IDC projects social, mobile, analytics and cloud will dominate 89 percent of global IT spending growth this year.
Written by Joe McKendrick, Contributing Writer

IDC recently issued a set of predictions for the year ahead, with the common thread is the rise of a "third platform," what it calls an "emerging platform for growth and innovation built on the technology pillars of mobile computing, cloud services, big data and analytics, and social networking."

Buildings-Time Warner Columbus Circle NY-photo by Joe McKendrick
Photo: Joe McKendrick

That's quite a big, hairy term to describe the convergence of the next-generation technologies and methodologies reshaping the organization.  (And I mean the entire organization, not just IT departments.)

IDC analyst Frank Gens illustrates how the third platform -- we'll call it 3P -- will reshape things over the next 12 months:

Spending on 3P technologies increase by 15 percent and capture 89 percent of worldwide IT spending growth. Total growth will be $2.1 trillion (a 5 percent increase), so IDC is projecting close to $100 billion of new spending going to social, mobile, analytics, and cloud. (Can we just call it SMAC?)  The only outcast left out of the party is the lowly PC, which will see a sales decline of 6% this year. (Though I have to ask: what exactly is a "PC" these days? A tablet computer with a keyboard attached is as much a laptop PC as the clamshell-form-factor laptop we've used for years.)

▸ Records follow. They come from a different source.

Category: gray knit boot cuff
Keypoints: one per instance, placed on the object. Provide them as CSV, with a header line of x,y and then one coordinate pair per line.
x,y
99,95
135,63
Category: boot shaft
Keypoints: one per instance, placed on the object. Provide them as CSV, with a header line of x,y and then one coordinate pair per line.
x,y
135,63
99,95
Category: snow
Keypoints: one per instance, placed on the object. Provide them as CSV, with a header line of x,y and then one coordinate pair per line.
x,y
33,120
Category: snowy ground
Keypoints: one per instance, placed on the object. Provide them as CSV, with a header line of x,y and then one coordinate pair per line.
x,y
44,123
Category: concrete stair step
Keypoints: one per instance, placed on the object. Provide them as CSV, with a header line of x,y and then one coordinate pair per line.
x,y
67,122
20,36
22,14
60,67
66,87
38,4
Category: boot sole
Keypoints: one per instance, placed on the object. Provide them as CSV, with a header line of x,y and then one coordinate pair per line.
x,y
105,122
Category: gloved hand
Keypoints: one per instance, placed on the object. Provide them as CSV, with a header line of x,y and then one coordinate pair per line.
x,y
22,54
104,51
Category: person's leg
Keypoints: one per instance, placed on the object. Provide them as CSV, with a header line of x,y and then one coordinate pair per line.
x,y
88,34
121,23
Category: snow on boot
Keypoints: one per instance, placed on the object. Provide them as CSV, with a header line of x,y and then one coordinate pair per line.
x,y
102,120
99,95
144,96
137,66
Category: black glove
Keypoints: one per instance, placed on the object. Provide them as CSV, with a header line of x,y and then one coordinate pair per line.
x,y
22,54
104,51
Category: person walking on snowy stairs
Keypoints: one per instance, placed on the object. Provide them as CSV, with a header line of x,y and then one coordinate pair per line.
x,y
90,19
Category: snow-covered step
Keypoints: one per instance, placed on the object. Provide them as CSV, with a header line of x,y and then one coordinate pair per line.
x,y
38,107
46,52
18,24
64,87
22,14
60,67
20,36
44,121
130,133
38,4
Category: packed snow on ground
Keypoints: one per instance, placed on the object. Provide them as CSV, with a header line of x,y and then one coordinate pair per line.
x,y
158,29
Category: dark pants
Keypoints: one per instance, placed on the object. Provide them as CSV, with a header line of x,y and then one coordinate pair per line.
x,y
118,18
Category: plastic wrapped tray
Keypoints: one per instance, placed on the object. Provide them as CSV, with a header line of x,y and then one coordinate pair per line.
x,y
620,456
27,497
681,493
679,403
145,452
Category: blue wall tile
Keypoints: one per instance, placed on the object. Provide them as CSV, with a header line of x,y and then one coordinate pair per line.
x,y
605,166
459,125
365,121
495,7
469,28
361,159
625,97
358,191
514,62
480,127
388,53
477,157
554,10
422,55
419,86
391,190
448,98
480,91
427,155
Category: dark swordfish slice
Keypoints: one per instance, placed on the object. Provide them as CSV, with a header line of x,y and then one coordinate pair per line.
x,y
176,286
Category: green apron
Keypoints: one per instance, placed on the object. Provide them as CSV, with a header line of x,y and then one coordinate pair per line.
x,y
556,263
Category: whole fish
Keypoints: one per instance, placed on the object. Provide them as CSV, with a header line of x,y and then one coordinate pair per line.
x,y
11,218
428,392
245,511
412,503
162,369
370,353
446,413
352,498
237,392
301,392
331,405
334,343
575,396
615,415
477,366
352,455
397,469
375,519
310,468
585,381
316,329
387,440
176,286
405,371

Expect to see more emphasis on Platform as a Service this year, with a transition from generic PaaS to "data-optimized PaaS." In other words, smarter PaaS, more targeted to users. This will be part of a push toward offering higher-value PaaS for developers as well as higher-value services for businesses, IDC says. An opportunity for Amazon Web Services, a threat to Google, IDC says.

Organization aggressively adopting 3P technologies have a greater opportunity to be the disruptors in their industries, IDC says. They will, in essence, become platform or cloud service providers themselves. "A key to competing in these disrupted and reinvented industries will be to create industry-focused innovation platforms (like GE’s Predix) that attract and enable large communities of innovators – dozens to hundreds will emerge in the next several years," IDC says. But rather than build these capabilities in their own data centers, they will build on top Amazon, Microsoft, IBM, Salesforce, and others' platforms.

The next phase for the 3P will be extending to the Internet of Things (IoT). Expect to be hearing a lot about IoT, with vendors pitching ways to integrate devices and sensors into the enterprise 3P.